Falling behind: On Monetary Policy Committee and inflation
Dissonance in RBI’s inflation messaging betrays risks in its policy posture
The Monetary Policy Committee’s decision to hold benchmark interest rates level, while raising its forecast for full-year GDP growth by 50 basis points and flagging food price shocks-induced volatility in inflation, is replete with the risk of policymakers falling behind the curve on anchoring inflation expectations. Notably, after observing that “uncertainties in food prices along with unfavourable base effects are likely to lead to” headline inflation quickening in November-December, and that “recurring food price shocks are impeding the ongoing disinflation process”, the MPC has rather surprisingly opted to keep the RBI’s repo rate unchanged at 6.5% for a fifth straight bi-monthly meeting. To be sure, retail inflation has moderated since the MPC last met in early October, with the headline reading softening by almost two percentage points, from August’s 6.83% to 4.87% in October. But, by the MPC’s own reckoning, that moderation may be fleeting, as price gains accelerate yet again in November and December, and with volatility in oil prices and financial markets, amid heightened global uncertainty, there are added risks to the outlook on prices. The RBI’s latest ‘Households’ Inflation Expectations Survey’, undertaken in November, reveals that most households expect faster inflation in the three-months- ahead and one-year-ahead time horizons, and at median levels of 9.1% and 10.1%, respectively, unequivocally underlining the fact that price gain expectations are still far from durably anchored.

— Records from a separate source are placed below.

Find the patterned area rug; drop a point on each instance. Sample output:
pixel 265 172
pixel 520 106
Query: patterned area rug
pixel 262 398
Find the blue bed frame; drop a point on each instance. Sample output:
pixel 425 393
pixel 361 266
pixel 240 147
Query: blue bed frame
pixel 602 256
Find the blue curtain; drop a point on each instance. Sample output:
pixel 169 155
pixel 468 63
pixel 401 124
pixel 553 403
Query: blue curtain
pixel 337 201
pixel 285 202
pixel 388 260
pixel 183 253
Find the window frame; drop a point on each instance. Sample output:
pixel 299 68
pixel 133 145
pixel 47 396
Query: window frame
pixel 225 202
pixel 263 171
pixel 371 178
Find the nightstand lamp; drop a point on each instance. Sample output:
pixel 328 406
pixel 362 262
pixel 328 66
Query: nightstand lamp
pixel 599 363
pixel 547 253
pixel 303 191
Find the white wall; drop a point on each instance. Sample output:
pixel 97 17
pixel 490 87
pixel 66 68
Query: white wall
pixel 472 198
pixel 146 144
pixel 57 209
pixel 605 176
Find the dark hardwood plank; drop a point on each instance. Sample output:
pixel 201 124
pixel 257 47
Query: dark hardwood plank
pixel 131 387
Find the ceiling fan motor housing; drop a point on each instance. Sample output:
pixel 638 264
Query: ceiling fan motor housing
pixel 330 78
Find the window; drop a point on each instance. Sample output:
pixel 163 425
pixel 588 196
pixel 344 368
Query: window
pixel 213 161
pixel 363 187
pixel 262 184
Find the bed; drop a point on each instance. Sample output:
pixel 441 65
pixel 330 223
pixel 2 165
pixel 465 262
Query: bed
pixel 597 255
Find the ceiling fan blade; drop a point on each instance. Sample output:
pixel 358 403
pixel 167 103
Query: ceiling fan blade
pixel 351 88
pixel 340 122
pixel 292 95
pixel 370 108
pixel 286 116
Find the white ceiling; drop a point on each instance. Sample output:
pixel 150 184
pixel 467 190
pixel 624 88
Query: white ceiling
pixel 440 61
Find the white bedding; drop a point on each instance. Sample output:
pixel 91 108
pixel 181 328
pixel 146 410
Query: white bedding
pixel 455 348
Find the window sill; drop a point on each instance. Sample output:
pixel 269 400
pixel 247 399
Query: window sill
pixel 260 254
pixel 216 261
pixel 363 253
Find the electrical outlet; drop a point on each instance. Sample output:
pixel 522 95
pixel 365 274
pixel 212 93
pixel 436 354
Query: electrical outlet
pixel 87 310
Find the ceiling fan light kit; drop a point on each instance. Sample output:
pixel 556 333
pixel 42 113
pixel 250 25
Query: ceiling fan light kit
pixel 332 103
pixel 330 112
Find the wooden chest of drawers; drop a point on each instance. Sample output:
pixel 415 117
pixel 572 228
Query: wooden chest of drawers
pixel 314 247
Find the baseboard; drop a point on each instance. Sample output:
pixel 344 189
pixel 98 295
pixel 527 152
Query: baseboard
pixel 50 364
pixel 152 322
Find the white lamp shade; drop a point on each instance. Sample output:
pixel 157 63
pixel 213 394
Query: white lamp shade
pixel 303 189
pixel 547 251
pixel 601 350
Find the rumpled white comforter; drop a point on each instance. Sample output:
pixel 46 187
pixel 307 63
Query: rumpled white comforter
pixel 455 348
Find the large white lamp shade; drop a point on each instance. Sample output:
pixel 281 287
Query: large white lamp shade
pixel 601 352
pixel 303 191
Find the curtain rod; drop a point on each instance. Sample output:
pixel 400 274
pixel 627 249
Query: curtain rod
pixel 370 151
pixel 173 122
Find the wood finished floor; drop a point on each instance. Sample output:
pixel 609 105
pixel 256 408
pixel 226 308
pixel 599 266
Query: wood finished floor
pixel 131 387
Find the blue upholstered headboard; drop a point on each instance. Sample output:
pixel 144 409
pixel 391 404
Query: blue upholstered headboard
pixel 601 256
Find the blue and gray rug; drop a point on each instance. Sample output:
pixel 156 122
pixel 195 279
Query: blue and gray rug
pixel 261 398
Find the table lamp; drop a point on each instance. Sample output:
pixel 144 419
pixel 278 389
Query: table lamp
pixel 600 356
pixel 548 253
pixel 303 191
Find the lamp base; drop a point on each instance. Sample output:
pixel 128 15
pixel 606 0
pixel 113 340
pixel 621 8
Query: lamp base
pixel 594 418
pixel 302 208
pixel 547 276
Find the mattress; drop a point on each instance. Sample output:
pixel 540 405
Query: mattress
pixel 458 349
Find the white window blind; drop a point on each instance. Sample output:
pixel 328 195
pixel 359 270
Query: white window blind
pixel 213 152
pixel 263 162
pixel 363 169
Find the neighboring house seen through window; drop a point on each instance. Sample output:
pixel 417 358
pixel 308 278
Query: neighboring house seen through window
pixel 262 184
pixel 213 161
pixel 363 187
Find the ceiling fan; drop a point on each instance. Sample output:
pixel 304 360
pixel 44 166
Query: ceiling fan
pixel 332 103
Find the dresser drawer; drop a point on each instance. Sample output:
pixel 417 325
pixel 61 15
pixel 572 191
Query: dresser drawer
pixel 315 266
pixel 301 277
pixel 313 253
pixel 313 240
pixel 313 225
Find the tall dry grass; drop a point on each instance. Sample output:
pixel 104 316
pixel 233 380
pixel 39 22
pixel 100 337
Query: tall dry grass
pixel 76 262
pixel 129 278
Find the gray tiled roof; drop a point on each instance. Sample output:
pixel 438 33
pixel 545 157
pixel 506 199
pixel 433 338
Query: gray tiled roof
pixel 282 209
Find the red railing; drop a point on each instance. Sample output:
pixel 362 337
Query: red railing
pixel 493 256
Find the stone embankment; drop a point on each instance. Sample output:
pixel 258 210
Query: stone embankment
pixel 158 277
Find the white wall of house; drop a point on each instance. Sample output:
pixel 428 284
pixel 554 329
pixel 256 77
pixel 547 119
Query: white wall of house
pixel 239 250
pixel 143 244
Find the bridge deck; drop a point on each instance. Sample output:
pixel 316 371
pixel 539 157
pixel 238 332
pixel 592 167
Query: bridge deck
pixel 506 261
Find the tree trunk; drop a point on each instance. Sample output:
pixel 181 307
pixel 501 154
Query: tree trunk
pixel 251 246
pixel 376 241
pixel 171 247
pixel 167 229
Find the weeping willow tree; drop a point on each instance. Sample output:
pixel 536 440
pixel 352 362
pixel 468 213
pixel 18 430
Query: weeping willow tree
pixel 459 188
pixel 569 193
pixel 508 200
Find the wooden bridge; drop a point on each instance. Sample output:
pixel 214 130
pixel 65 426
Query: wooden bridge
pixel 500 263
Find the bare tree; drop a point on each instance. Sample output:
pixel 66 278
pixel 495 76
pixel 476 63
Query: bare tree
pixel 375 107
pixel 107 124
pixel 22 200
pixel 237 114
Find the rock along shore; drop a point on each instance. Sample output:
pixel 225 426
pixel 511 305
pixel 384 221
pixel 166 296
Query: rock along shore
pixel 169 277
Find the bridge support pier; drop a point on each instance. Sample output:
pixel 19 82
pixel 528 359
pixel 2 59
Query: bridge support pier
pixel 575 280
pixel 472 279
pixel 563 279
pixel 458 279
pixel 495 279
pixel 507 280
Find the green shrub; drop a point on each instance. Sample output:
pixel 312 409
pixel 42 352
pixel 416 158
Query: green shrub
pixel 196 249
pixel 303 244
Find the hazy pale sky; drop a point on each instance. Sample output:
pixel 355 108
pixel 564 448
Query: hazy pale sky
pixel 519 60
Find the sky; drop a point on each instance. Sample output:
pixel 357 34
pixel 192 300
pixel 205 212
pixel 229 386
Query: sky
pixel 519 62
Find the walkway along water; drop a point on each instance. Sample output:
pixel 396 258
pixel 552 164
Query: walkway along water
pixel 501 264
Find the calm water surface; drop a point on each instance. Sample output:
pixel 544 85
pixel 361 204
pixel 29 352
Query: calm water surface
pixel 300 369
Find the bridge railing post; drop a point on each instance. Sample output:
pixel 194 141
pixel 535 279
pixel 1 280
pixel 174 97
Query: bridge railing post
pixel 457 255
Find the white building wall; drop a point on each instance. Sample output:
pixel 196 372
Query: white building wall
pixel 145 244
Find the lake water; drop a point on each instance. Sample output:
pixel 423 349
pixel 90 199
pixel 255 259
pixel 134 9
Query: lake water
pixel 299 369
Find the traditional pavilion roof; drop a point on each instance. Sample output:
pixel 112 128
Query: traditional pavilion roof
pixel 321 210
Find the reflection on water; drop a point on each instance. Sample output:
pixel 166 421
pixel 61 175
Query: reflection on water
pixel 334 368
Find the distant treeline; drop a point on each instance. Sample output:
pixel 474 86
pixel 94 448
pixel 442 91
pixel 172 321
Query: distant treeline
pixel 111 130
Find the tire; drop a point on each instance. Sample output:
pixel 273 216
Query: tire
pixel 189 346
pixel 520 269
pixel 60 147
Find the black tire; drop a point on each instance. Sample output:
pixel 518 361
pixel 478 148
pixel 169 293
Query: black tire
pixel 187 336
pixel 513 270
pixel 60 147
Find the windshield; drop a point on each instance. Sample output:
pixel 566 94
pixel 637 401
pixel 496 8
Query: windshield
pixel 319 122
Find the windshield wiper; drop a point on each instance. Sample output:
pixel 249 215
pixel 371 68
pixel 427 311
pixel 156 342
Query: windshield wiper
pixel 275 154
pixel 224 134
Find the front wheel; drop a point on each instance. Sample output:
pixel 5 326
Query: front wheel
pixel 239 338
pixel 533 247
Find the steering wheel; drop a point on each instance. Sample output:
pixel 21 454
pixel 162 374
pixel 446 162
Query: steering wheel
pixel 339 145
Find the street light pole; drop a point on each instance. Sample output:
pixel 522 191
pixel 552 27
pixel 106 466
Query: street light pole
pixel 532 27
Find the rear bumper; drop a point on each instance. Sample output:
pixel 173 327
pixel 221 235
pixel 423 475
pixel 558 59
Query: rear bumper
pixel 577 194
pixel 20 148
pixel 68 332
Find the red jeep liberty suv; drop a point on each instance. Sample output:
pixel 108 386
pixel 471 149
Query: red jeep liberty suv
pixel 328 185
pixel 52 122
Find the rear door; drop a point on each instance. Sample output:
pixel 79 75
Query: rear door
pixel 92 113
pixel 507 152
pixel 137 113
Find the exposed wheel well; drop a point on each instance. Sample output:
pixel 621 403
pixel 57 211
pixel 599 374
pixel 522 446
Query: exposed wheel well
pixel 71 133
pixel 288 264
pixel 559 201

The dissonance in messaging from the central bank is exemplified in the MPC’s decision to upgrade its projection for real GDP growth in the fiscal year ending in March 2024 to 7%, from 6.5% as recently as in October. For this, it cites robust investment, besides continued strengthening in manufacturing, buoyancy in construction and a gradual rural recovery that it sees helping ‘brighten the prospects of household consumption’. If the RBI’s cumulative 250 basis points increase in the benchmark interest rate since May 2022 through to February 2023 and the subsequent retention of the 6.5% rate have not damped the growth impulses barring consumption, then it would indicate that consumption is still struggling to gain traction largely because, as Deputy Governor Michael D. Patra observed at the MPC’s last meeting, “people are not increasing discretionary spending in view of high inflation”. This seems to be borne out in the RBI’s November round of its bi-monthly ‘Consumer Confidence Survey’, which showed consumers retained negative sentiments on both current and future price conditions. With policymakers only too well aware that sans price stability, as Mr. Patra noted, “the benefits of expanding GDP and employment will be frittered away by the erosion of purchasing power”, the MPC has its task cut out.